In the device according to the invention, two hexapods are therefore provided, the tool being attached to one hexapod and a seat for the operator being arranged on the other hexapod. The operator controls the tool via an input device, the movements of the tool being fed back as feedback to the second hexapod, and the operator is thereby given sensory impressions of the movement of the tool.

Further modifications through the use of several first hexapods to manipulate several tools are easily conceivable.

Claims

Patent claims

1. Device for remotively controlling a tool (20) with a tool holder (19) receiving the tool (20), a first hexapod (17) carrying the tool holder (19), and a control computer (1) controlling the first hexapod (17), a second hexapod (24) connected to the control computer (1), the second hexapod (24) carrying a seat (26) for a user, as well as an input device (23) and a display device (27), which are also connected to the control computer (1) are connected.

2. Device according to claim 1, characterized in that the control computer (1) has a scaling unit for scaling the signals input via the input device (23).

3. Device according to one of the preceding claims, characterized in that the input device (23) a joystick, a space mouse, a data glove, a keyboard or the like. is.

4. Device according to one of the preceding claims, characterized in that the display device 3-D screen (27), a 3-D glasses or a virtual reality system.

5. Device according to one of the preceding claims, characterized in that the tool (20) is equipped with forces and / or moments absorbing sensors.

6. Device according to one of the preceding claims, characterized in that a miniature camera, in particular a 3-D camera, is provided on the tool (20).

7. Device according to one of the preceding claims, characterized in that the tool holder (19) is transparent.

8. Device according to one of the preceding claims, characterized in that the holder (16) for the first hexapod (17) is annular.

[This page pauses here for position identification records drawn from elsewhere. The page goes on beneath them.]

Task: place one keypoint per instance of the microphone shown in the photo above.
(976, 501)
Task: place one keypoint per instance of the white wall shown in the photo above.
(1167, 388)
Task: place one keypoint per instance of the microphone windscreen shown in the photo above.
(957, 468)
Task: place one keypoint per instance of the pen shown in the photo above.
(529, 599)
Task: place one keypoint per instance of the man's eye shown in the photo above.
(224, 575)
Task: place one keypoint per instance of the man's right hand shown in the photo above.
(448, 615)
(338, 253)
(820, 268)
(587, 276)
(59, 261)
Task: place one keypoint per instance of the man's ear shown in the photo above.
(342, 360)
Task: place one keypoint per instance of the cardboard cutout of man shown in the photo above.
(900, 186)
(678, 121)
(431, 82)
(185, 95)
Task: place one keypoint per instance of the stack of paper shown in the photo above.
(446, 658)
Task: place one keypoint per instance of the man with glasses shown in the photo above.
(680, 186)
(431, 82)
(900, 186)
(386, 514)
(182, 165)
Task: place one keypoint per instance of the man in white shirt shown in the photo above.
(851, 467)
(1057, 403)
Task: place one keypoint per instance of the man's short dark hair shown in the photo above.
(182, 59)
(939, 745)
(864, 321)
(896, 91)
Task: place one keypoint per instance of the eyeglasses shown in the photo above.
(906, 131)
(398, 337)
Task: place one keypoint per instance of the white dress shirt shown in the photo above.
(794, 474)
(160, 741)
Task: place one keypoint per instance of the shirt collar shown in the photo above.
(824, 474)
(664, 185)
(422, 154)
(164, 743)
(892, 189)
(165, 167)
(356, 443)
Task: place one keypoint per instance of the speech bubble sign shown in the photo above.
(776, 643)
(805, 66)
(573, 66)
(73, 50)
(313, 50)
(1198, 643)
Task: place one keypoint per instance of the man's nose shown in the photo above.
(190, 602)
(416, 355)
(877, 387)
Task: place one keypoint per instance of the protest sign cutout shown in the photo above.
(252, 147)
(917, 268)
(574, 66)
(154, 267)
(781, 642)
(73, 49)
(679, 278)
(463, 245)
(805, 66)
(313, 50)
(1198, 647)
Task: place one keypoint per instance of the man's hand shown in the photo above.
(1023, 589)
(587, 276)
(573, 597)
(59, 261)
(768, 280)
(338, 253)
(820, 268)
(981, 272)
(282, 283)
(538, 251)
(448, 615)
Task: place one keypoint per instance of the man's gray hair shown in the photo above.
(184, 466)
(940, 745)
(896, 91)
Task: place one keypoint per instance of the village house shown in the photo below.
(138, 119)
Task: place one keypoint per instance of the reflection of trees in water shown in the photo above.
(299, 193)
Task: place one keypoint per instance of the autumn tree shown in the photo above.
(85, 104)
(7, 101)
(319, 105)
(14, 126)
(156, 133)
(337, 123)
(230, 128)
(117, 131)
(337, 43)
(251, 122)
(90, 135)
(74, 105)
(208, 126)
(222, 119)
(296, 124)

9. Device according to one of the preceding claims, characterized in that the hexapod drives (18) are arranged in a ring, in particular in the lateral plane of a cylinder or cone.

10. Device according to one of the preceding claims, characterized in that a tool turret for Holding several tools or a tool changing device is provided.

11. Device according to one of the preceding claims, characterized in that the tool (20) is connected to the tool holder (19) via a quick-change device, in particular via a bayonet connection.

12. Device according to one of the preceding claims, characterized in that the first hexapod (17) is attached to a horizontally displaceable and / or pivotally mounted support (9).

13. Device according to one of the preceding claims, characterized in that the first hexapod (17) on rails (8) can be moved and / or pivoted in space.

14. Device according to one of the preceding claims, characterized in that the hexapode (17 and 24) can be driven by water hydraulics.

15. Device according to one of the preceding claims, characterized in that the tool (20) can be moved in the z-axis.

16. Use of a device according to one of the preceding claims, in the field of medical technology as a surgical robot, in particular in surgery in the submillimeter range, such as neurosurgery, ophthalmology, ENT surgery, orthopedics, etc., the tool (20) is designed as an endoscope (21) or as another surgical cutlery.

17. Use of a device according to claim 15, characterized in that the body part of a patient (13) to be treated is connected to the first hexapod (17) in particular by means of a stereotactic frame (15).

18. Use of a device according to one of claims 1 to 15 as a telemanipulator or as a moving robot in unstructured, unknown or dangerous terrain.